The Greek word topos meant literally a place, and ancient rhetoric used the word to refer to commonplaces, conventional units, or methods of thought. For the Ancients, particularly for Aristotle, topoi were rubrics with a logical or rhetorical value from which the premisses of argument derive. In the Renaissance, topics became headings that could be used to organize any field of knowledge.
It is noteworthy that Kant had recourse to these terms when he described his "transcendental topic" as the decision as to the place which belongs to every concept, as a "doctrine which distinguishes the cognitive faculty to which in each case the concepts properly belong." For Kant, the good logical use of concepts depends on our ability to relate representations of things correctly to one or another of our faculties. (sensuousness or understanding)
Among the ancient methods of thought were memory systems. In the Topics, Aristotle makes explicit reference to "persons with a trained memory" in whom "a memory of things themselves is immediately caused by the mere mention of their places (topoi)." (Yates, p.31) See Frances Yates, The Art of Memory, which was also called "topical memory."

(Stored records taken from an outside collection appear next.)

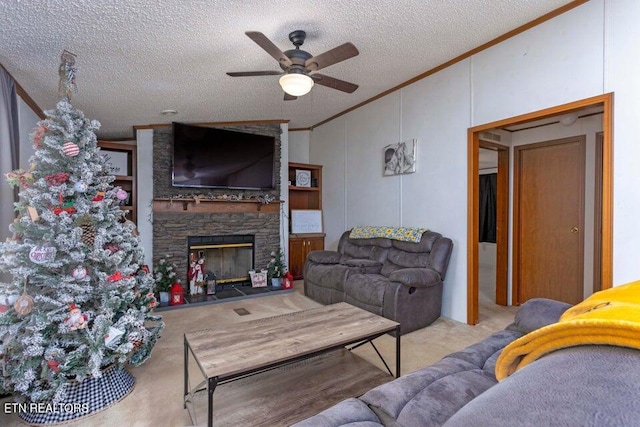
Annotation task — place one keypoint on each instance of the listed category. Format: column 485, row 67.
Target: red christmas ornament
column 77, row 319
column 177, row 294
column 116, row 277
column 57, row 178
column 287, row 280
column 39, row 134
column 70, row 149
column 112, row 249
column 53, row 365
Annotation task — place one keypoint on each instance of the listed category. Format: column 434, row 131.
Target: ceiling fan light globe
column 296, row 84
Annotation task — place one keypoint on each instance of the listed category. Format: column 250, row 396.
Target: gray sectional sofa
column 588, row 385
column 399, row 280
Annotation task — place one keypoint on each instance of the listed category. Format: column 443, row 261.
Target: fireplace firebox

Freud's concept of topography refers to mental localities, but not to an anatomical localization of functions. The different systems of the psychical apparatus: unconscious, preconscious, and conscious are topographically differentiated, with distinct characteristics or functions and a specific position vis-a-vis the others, so that they can be treated, metaphorically speaking, as points in a psychical space. Each system has paths specific to it as well as its own function, type of process, cathectic energy and specific ideational contents. Between each of these systems Freud places censorships which inhibit and control transposition from one to the other. The term "censorship", like other images of Freud's ('anterooms', 'frontiers' between systems), points up the spatial aspect of the theory of the psychical apparatus. (see "Topography" in Laplanche and Pontalis.)

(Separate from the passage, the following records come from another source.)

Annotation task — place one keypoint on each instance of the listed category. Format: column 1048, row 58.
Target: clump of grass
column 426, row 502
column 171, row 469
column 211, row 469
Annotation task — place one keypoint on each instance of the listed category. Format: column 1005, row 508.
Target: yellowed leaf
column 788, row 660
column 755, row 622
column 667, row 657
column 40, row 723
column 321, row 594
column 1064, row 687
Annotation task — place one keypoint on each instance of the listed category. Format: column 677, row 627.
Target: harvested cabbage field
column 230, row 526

For David Bolter, in Writing Space, the English word topic is appropriate for the computer because its etymology suggests the spatial character of electronic writing; topics exist in a writing space that is not only a visual surface but also a data structure in the computer. Outline processors allow for the identifying and arranging of topics that is itself an act of writing. Bolter calls writing in Hypertext topograhic. "It is not the writing of a place, but rather a writing with places, spatially realized topics." p. 25.